I just watched the GPU conference presentations, and it looks like it might help me. What I'm doing is playing multiple HD videos on two (or more I suppose) GPUs. Currently, I pass the video textures as raw pixels (decoded pixel format) to each context/GPU, then convert to half float RGBA.
I do all this with multiple threads and contexts. One share context per GPU, then one thread per playing movie per GPU for transfers, then one thread per screen.
My main problem, apart from the theoretical limits of the PCIe bus, is that when I transfer big frames, I see blocking between the two GPUs. I'm isolated everything and removed (to the best of my abilities) all contention in my code, and the problem can be 'activated' or not by triggering the copy from to the GPU. This is on a PBO, triggered as asynchronous DMA and left alone as long as possible. The contention is affected by the speed of the weaker of the two GPUs, almost as if both GPUs sync for that one section.
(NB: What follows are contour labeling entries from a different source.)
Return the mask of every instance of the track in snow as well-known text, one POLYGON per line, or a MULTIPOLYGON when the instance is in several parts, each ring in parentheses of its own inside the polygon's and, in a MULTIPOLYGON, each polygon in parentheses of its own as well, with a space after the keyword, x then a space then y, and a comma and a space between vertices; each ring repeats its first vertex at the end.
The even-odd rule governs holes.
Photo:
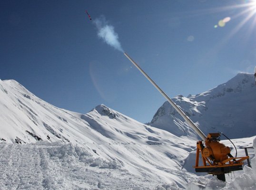
POLYGON ((0 143, 1 190, 150 190, 158 185, 120 167, 102 168, 102 161, 76 148, 0 143))

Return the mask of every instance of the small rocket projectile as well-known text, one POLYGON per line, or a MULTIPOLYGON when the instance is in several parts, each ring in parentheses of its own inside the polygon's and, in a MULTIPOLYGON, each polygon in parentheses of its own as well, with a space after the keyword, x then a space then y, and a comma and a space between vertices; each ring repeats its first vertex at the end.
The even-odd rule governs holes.
POLYGON ((87 14, 87 15, 88 15, 88 17, 89 17, 89 19, 90 19, 90 20, 91 20, 91 18, 89 13, 88 13, 88 12, 87 12, 87 10, 85 11, 85 12, 86 12, 86 14, 87 14))
POLYGON ((255 85, 256 85, 256 66, 254 68, 254 78, 255 79, 255 85))

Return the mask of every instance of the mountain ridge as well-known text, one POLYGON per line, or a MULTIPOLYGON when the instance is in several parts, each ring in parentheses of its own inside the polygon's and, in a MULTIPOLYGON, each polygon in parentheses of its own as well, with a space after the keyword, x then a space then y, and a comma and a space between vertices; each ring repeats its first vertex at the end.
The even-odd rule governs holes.
MULTIPOLYGON (((249 137, 256 125, 256 86, 253 75, 239 73, 227 82, 204 93, 179 95, 172 98, 202 131, 222 132, 230 138, 249 137), (244 126, 246 125, 246 126, 244 126)), ((197 139, 177 112, 167 102, 158 109, 148 123, 178 136, 197 139)))

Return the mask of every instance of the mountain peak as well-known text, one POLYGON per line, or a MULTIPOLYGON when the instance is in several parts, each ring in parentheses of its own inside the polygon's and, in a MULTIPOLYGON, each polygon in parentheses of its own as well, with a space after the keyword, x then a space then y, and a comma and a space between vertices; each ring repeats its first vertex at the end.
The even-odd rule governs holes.
MULTIPOLYGON (((231 138, 255 134, 251 133, 256 124, 256 108, 253 106, 256 104, 256 86, 253 74, 240 73, 206 92, 187 98, 178 95, 172 99, 205 133, 222 131, 231 138)), ((149 124, 178 136, 190 135, 187 133, 189 127, 176 113, 166 102, 149 124)))

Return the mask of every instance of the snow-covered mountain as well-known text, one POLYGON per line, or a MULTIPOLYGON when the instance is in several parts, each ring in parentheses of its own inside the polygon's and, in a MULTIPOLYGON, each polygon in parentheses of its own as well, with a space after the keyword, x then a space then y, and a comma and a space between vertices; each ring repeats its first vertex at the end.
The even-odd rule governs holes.
MULTIPOLYGON (((103 104, 86 114, 60 109, 14 80, 0 80, 0 124, 1 190, 234 187, 228 178, 226 185, 212 176, 198 179, 193 173, 195 140, 140 123, 103 104)), ((254 138, 234 142, 251 146, 254 138)), ((254 156, 252 149, 249 153, 254 156)), ((255 159, 252 162, 256 166, 255 159)), ((239 187, 253 189, 256 170, 246 169, 245 174, 240 171, 245 177, 236 181, 239 187)))
MULTIPOLYGON (((226 83, 203 93, 172 98, 207 135, 223 132, 229 138, 256 134, 256 86, 253 75, 239 73, 226 83)), ((196 134, 166 102, 149 124, 178 136, 196 134)))

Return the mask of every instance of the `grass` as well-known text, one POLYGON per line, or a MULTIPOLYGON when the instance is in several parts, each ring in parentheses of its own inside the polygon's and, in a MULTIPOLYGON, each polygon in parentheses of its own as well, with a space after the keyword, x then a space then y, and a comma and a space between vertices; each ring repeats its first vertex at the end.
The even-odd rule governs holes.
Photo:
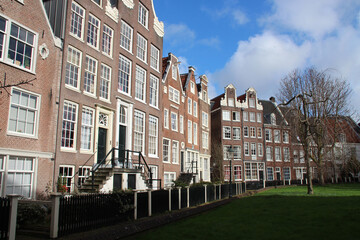
POLYGON ((264 191, 128 239, 360 239, 360 184, 264 191))

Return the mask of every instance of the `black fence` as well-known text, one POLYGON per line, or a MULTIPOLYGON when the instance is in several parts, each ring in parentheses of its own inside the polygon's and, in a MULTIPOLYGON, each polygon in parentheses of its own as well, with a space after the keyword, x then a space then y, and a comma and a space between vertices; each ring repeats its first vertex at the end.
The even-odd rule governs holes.
POLYGON ((59 236, 133 219, 133 193, 60 198, 59 236))
POLYGON ((0 198, 0 239, 8 239, 10 199, 0 198))

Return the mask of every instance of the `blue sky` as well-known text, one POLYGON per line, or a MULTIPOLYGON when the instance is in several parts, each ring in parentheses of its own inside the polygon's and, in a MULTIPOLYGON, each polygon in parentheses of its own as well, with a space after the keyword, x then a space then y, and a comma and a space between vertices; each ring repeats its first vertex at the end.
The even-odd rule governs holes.
POLYGON ((295 68, 334 69, 360 102, 360 1, 357 0, 154 0, 165 24, 164 51, 182 72, 194 66, 209 78, 215 97, 232 83, 240 95, 254 87, 275 96, 295 68))

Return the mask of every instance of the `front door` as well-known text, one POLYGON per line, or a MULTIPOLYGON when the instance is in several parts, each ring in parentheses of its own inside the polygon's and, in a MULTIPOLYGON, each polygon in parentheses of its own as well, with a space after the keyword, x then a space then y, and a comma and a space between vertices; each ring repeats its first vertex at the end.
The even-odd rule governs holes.
POLYGON ((107 129, 99 128, 98 136, 98 163, 100 163, 106 156, 106 138, 107 138, 107 129))
POLYGON ((128 189, 136 189, 136 175, 128 174, 128 189))

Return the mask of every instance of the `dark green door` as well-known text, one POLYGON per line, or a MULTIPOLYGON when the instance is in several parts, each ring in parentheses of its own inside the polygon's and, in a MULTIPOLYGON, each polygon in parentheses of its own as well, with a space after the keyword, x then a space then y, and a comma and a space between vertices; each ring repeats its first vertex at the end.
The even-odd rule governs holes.
POLYGON ((107 129, 99 128, 98 163, 100 163, 106 156, 106 136, 107 136, 107 129))

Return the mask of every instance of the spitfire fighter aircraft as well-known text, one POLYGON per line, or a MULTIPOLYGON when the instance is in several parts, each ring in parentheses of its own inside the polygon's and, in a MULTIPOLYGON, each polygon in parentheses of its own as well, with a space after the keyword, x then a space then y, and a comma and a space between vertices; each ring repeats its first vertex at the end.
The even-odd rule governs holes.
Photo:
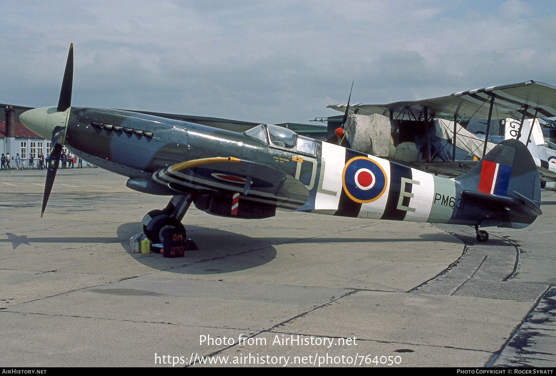
POLYGON ((215 215, 260 219, 276 210, 361 218, 521 228, 542 214, 535 162, 525 146, 497 145, 467 173, 444 179, 341 146, 261 124, 243 133, 113 109, 72 107, 73 45, 58 106, 20 116, 52 138, 41 216, 63 146, 129 177, 127 186, 171 196, 143 220, 161 243, 167 230, 184 238, 191 203, 215 215))

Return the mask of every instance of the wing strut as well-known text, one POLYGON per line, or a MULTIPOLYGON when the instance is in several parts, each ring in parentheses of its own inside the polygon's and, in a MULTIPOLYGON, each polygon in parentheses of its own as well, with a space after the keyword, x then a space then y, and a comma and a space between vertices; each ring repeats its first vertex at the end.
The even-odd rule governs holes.
POLYGON ((458 128, 456 127, 457 123, 458 113, 456 112, 454 114, 454 137, 452 137, 452 142, 454 143, 454 146, 452 147, 452 162, 455 161, 455 135, 458 131, 458 128))
POLYGON ((539 112, 538 110, 535 111, 535 116, 533 117, 533 121, 530 123, 531 126, 529 127, 529 136, 527 137, 527 142, 525 144, 525 146, 528 145, 529 142, 530 142, 531 141, 531 133, 533 133, 533 126, 535 125, 535 120, 537 118, 537 114, 538 113, 538 112, 539 112))
POLYGON ((426 137, 426 160, 430 162, 430 136, 429 134, 430 130, 429 129, 429 113, 428 108, 423 108, 425 115, 425 137, 426 137))
POLYGON ((522 116, 522 121, 519 123, 519 129, 518 130, 518 137, 516 138, 518 141, 521 138, 521 130, 523 127, 523 122, 525 121, 525 117, 527 115, 527 110, 529 108, 529 106, 527 105, 525 105, 525 109, 523 110, 523 116, 522 116))
MULTIPOLYGON (((485 147, 483 149, 483 158, 487 154, 487 144, 488 142, 488 132, 490 130, 490 120, 492 120, 492 108, 494 107, 494 96, 490 96, 490 108, 488 110, 488 120, 487 121, 487 134, 485 135, 485 147)), ((481 158, 482 159, 482 158, 481 158)))

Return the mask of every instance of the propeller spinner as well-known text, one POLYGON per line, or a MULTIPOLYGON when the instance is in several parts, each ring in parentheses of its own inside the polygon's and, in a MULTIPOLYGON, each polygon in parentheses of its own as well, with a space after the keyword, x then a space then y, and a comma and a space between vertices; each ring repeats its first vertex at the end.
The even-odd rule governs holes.
POLYGON ((52 140, 50 158, 48 161, 46 182, 44 184, 44 195, 42 199, 41 217, 44 214, 44 209, 52 190, 54 179, 59 165, 60 157, 66 138, 66 128, 70 112, 71 111, 71 93, 73 82, 73 43, 70 46, 66 70, 62 81, 60 97, 57 107, 33 108, 26 111, 19 116, 23 125, 45 138, 52 140))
As a side-bar, the other problem is that I have, on one of the GPUs, a 'mixed' screen with openGL and X-windows, and on the other display (half of the twin view) OpenGL only, and I've had trouble sharing textures without using twinview so they're on the same display connection. The consequence is that I see tearing on the fullscreen texture. If nothing else, this extension will let me render on one screen and 'blit' to the other.
But my real gain might
be doing a copy between GPUs, instead of doing the same copy to each GPU.
- Should that avoid the contention, or will it just introduce another level of contention?
- Would the speed of the lesser GPU be less of an issue?
- It looks like I won't get DMA with Quadro. What about if one GPU were to be Quadro? So far, we've shipped one GTX 275 and one 8800 (upgraded from 8400 to minimize this problem).
By the way, this is a commercial/professional use, but my emails to the pro group seem to vaporize. We sell playback devices using Nvidia GPUs as programmable video processing.